There was nothing normal about his inclination toward Frost Harper.
He couldn’t work it out, but he couldn’t shake the feeling either.
His hands were trembling as he took the first sip of a new glass that should for his sake be his last, but it hadn’t worked to divert his attention elsewhere. He hadn’t had enough to forget why he had begun the night alone in his motel room with his Deep Layered Red Inception. There didn’t seem to be enough twisted blood that could subside his devotion to the contract assassin.
Where had the feelings come from that rendered a stoic vagrant reeling at the thought of potentially never seeing a particular pale face again or worse-- dreading possibly of having to face those eyes another time. He couldn’t trust his own desires, but the current need for something close with the spitfire Harper ceaslessly churned within the confused soul. It was everything Pitch Black had said that lead up to this moment, lead to his realization that the whole time he meant for this to continue. What would be the worse lie? Denying his heart or pretending that the whole time his heart sought Frost it was just an act?
Granted, Pitch Black had drinken a lot, but that wasn’t why he suddenly felt sick to his stomach. Or that’s what he would have himself believe to excuse the empty wine bottle. Rather, there was one idea that flickered across his eyes that had him frustrated to no extent. One little detail about the entire embarrassing situation that had Pitch believing himself to be a fool. Had him ready to dry heave curled over the toilet;
He wanted to be on Frost’s mind too, and he likely never would be.

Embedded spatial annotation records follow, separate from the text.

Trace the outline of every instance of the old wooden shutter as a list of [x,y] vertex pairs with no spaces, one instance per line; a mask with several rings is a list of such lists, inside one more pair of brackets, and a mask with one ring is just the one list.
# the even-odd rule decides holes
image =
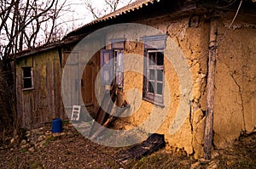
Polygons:
[[110,85],[113,81],[113,52],[103,49],[101,51],[101,78],[102,84]]
[[123,52],[117,52],[116,57],[116,84],[119,87],[123,87]]

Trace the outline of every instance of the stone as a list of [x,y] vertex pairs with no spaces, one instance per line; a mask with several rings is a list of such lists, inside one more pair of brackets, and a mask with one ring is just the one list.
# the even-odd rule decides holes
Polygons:
[[35,148],[31,147],[31,148],[28,149],[28,151],[29,152],[34,152],[35,151]]
[[46,131],[45,133],[44,133],[45,136],[49,136],[49,135],[51,135],[51,134],[52,134],[52,132],[49,130]]
[[212,151],[211,155],[211,159],[215,159],[218,158],[218,156],[219,156],[219,153],[218,153],[217,151]]
[[12,144],[15,144],[15,138],[11,138],[11,140],[10,140],[10,143]]
[[25,139],[22,139],[20,145],[21,146],[21,145],[25,145],[25,144],[26,144],[26,141]]
[[212,161],[207,169],[217,169],[218,167],[218,161]]
[[197,161],[191,165],[190,169],[197,169],[200,167],[200,166],[201,166],[201,162]]
[[20,149],[27,149],[27,148],[29,148],[29,147],[30,147],[30,145],[29,145],[28,144],[20,145]]
[[44,139],[45,139],[45,136],[44,136],[44,135],[41,135],[41,136],[38,137],[38,142],[41,142],[41,141],[43,141]]

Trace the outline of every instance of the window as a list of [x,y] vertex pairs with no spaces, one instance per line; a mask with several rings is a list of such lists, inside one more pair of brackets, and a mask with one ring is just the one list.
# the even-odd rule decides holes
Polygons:
[[151,36],[144,41],[144,100],[164,105],[164,48],[166,36]]
[[102,83],[111,85],[113,81],[113,53],[112,50],[101,51],[101,76]]
[[34,87],[32,67],[22,68],[22,82],[23,82],[23,90],[29,90]]
[[123,55],[125,39],[112,39],[111,48],[101,51],[102,84],[123,88]]
[[160,50],[146,50],[144,64],[143,99],[163,104],[164,54]]

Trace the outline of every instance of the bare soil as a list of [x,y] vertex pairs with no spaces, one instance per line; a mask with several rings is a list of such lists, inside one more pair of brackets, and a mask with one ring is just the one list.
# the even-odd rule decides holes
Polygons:
[[[96,144],[70,124],[65,126],[62,133],[46,134],[32,146],[26,147],[29,139],[23,147],[5,139],[0,147],[0,168],[256,168],[256,133],[241,138],[229,149],[214,150],[211,161],[163,149],[140,160],[119,162],[119,152],[128,148]],[[44,127],[44,133],[49,127]]]

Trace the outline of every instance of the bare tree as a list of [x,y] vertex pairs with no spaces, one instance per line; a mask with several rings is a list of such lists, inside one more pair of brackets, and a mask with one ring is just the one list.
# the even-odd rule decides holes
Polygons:
[[[59,38],[57,31],[61,25],[56,20],[67,7],[65,3],[59,0],[0,0],[0,126],[9,119],[8,121],[13,121],[15,131],[19,127],[15,54],[34,48],[40,42],[50,42]],[[44,31],[47,38],[38,38]]]
[[85,8],[92,14],[93,18],[98,19],[134,1],[135,0],[104,0],[104,5],[102,8],[96,7],[91,0],[84,0],[84,3]]

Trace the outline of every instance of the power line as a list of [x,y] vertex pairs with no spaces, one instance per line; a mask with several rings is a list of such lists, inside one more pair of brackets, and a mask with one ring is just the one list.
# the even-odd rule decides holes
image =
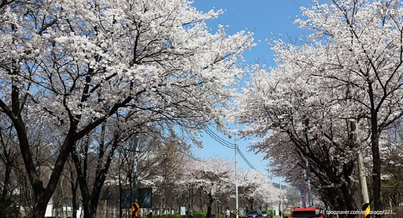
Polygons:
[[208,134],[209,134],[210,136],[212,137],[212,138],[214,138],[216,141],[217,141],[218,142],[219,142],[222,145],[224,145],[229,148],[230,147],[231,148],[235,148],[235,144],[231,143],[222,139],[221,137],[220,137],[219,136],[218,136],[217,134],[214,133],[214,132],[212,131],[211,130],[208,128],[205,129],[205,130],[206,131],[206,132]]
[[242,152],[241,152],[241,150],[239,150],[239,148],[238,149],[238,152],[239,152],[239,155],[241,156],[241,157],[242,157],[242,159],[243,159],[243,160],[244,160],[245,162],[246,162],[246,164],[247,164],[248,165],[249,165],[249,167],[250,167],[251,168],[252,168],[252,169],[254,169],[255,170],[257,170],[256,169],[256,168],[253,167],[253,166],[252,165],[252,164],[251,164],[250,162],[249,162],[248,159],[246,159],[246,157],[245,157],[245,155],[244,155],[243,154],[242,154]]
[[[214,135],[212,135],[211,133],[209,133],[209,131],[207,131],[207,129],[206,129],[205,130],[206,131],[206,133],[207,133],[208,134],[209,134],[209,135],[211,137],[211,138],[213,138],[213,139],[214,139],[215,140],[216,140],[216,142],[218,142],[219,143],[221,144],[222,145],[224,145],[224,146],[225,146],[225,147],[226,147],[227,148],[231,148],[232,149],[235,149],[235,146],[231,146],[231,145],[226,145],[224,143],[221,142],[220,141],[219,141],[219,139],[217,139],[217,138],[216,138],[216,137],[218,137],[218,138],[220,138],[219,137],[215,136]],[[222,140],[223,140],[222,139],[221,139],[221,138],[220,138],[220,139],[221,139]],[[224,141],[224,142],[225,142],[225,141]]]
[[[218,142],[219,143],[221,144],[221,145],[224,145],[224,146],[225,146],[225,147],[226,147],[227,148],[231,148],[232,149],[235,149],[235,144],[233,144],[233,143],[231,143],[230,142],[227,142],[227,141],[225,141],[224,139],[223,139],[222,138],[221,138],[219,135],[218,135],[217,134],[215,134],[211,130],[209,129],[208,127],[206,129],[205,129],[205,131],[209,136],[210,136],[210,137],[211,137],[213,139],[214,139],[216,142]],[[239,149],[239,147],[238,148],[237,148],[237,150],[238,150],[238,152],[239,153],[239,155],[243,159],[243,160],[245,161],[245,162],[246,163],[246,164],[247,164],[248,166],[249,166],[249,167],[250,168],[251,168],[252,169],[254,169],[255,170],[257,170],[256,169],[256,168],[254,168],[254,167],[253,167],[253,166],[252,165],[252,164],[251,164],[250,162],[249,162],[249,161],[246,158],[246,157],[245,157],[245,155],[243,155],[243,154],[242,153],[241,150]]]

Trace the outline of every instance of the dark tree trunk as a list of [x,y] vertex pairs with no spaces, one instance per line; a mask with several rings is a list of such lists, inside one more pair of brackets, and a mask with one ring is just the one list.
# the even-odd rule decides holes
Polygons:
[[209,193],[208,195],[209,196],[210,200],[209,200],[209,202],[207,203],[207,213],[206,214],[206,216],[207,218],[210,218],[211,215],[212,205],[213,205],[213,203],[214,202],[214,198],[213,198],[211,193]]
[[[73,173],[70,172],[70,176],[73,179]],[[76,182],[72,180],[70,182],[72,185],[72,213],[73,218],[77,218],[77,187],[78,187],[78,179],[76,179]]]
[[[6,157],[9,159],[8,155]],[[7,193],[8,192],[9,184],[10,183],[10,175],[11,174],[11,164],[7,163],[6,164],[6,172],[4,177],[4,182],[3,183],[3,190],[2,192],[2,196],[0,197],[0,202],[4,202],[6,200],[6,197],[7,196]]]
[[[382,211],[383,210],[383,204],[381,192],[381,158],[379,155],[379,136],[378,133],[377,125],[372,124],[372,126],[371,145],[373,163],[372,166],[372,182],[374,186],[373,210]],[[383,217],[383,215],[377,214],[376,217],[376,218],[382,218]]]
[[[94,181],[94,186],[91,192],[88,189],[87,180],[87,170],[88,170],[87,161],[88,156],[85,154],[88,154],[89,138],[87,137],[85,142],[85,158],[83,160],[84,166],[82,168],[81,167],[81,161],[79,158],[75,146],[74,148],[72,150],[71,155],[76,166],[77,178],[79,180],[80,189],[81,191],[81,196],[83,198],[83,208],[84,217],[86,218],[95,218],[96,216],[97,206],[101,195],[101,191],[106,178],[108,170],[112,162],[112,158],[115,149],[117,146],[119,139],[119,135],[115,135],[114,137],[111,150],[107,157],[105,165],[102,165],[103,164],[102,161],[98,162]],[[102,144],[101,143],[100,145],[100,152],[98,156],[99,160],[103,158],[104,154],[104,148],[103,147],[103,145],[102,145]]]

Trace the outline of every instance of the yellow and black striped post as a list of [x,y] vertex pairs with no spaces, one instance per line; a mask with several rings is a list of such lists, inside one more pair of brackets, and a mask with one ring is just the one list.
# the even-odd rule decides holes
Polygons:
[[369,203],[362,204],[362,211],[364,211],[362,214],[362,218],[371,218],[371,214],[370,214],[371,208],[369,207]]

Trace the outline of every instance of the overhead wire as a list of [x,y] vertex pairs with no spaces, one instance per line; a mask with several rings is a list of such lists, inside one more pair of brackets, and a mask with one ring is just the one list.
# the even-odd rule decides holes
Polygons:
[[[227,148],[231,148],[232,149],[235,149],[235,145],[236,145],[235,144],[233,144],[233,143],[231,143],[230,142],[227,142],[227,141],[225,141],[224,139],[222,139],[219,136],[218,136],[217,134],[216,134],[214,132],[213,132],[211,130],[209,129],[208,127],[206,128],[206,129],[205,129],[205,132],[206,132],[206,133],[207,133],[209,136],[210,136],[210,137],[211,137],[216,142],[218,142],[219,143],[221,144],[221,145],[224,145],[224,146],[225,146],[225,147],[226,147]],[[243,159],[243,160],[245,161],[245,162],[246,163],[246,164],[247,164],[248,166],[249,166],[249,167],[251,169],[254,169],[254,170],[256,170],[256,168],[254,168],[254,167],[253,167],[253,166],[248,160],[248,159],[246,158],[246,157],[245,157],[245,155],[242,153],[242,152],[239,149],[239,148],[238,147],[238,146],[237,146],[236,149],[237,149],[237,151],[238,152],[238,153],[239,154],[239,155],[241,156],[241,158],[242,158],[242,159]]]

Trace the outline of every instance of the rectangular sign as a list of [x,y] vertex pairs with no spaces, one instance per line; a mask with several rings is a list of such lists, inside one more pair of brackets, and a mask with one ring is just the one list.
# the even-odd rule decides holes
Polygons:
[[[153,189],[151,188],[139,188],[139,197],[141,208],[150,208],[153,207]],[[122,190],[122,196],[120,203],[122,208],[131,208],[131,189]]]
[[239,207],[239,217],[246,217],[246,207]]

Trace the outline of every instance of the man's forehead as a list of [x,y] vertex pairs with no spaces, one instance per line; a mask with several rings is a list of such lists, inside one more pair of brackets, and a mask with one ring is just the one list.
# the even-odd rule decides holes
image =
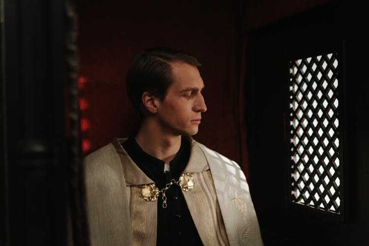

Suddenly, Pitch Black didn’t feel quite right about who he was. There was this concept of the person he wanted to be seen as, but he felt like a mess in comparison to the held together, stronger, more admirable person Frost would actually care to look twice at. He was fooling himself if he was going to continue finding reasons to keep himself in Frost’s company without expecting Frost to eventually tell him to fuck off. Who was he in the face of someone so versed and practiced in his worldly lifestyle? He was an annoyance.
What a quality position for a man of his history to be in. Had he fallen so low? In the face of someone he seemed to care for who would not return the appreciation, of course he was nothing. Nothing but a mess.
He could ask Frost. Say please. Plead with him for his attention.